Lyric discussion by chino69 

My absolute favorite song on this album.

Once again, I totally feel I'm at this exact point as this song.

Here's how I relate:

A change has taken place in this person and now he finds himself looking back at the past and on the brink of a bright new future. And he realizes that he's cared so much for people and that's the very reason that he's had such tragedy.

"My scars remind me that the past is real"

And just when he's ready to try again, he is reminded of his scars and how he has been so open hearted but (as the cliche goes) used, abused, and left out like trash.

Now he's ready to do his thing, and so am I! I have spent the greater part of my 26 years living for other people, trying to fix others, and bleeding for the faith of others. And now I've learned the following: That people are needy and they'll suck your life away, that you can't help what chooses not to be helped, and that the only way you can surely help people is by getting on with your own life until you can give back to them from a distance.

I am the same way and I do the same things you do, but people take things for granted and just keep wanting more and more.

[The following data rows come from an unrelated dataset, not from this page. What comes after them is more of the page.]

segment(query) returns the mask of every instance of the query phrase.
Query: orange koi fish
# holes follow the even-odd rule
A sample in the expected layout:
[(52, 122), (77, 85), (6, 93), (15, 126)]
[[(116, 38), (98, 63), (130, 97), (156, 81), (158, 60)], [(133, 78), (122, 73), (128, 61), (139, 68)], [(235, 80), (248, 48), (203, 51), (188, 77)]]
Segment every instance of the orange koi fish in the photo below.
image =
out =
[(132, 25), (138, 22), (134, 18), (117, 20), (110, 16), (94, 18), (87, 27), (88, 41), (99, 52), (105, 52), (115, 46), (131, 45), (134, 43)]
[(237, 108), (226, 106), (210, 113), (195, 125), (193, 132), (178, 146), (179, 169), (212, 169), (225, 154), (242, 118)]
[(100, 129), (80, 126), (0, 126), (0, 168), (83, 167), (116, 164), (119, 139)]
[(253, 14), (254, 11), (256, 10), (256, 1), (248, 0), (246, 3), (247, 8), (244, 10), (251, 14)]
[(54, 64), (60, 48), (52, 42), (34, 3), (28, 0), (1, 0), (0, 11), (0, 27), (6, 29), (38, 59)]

I have had hard times getting over my ex-girlfriends and everyone tells me I should move on because there is nothing I can do, and I know that is true. I just don't want to except that she isn't mine anymore.

I was the person that clung to and sucked the life out of the person I loved.... We spent like every moment together for almost 2 years and were happy but eventually he'd had enough.... how long do you think it'll take for him to heal himself? Do you think it's possible to ever be friends?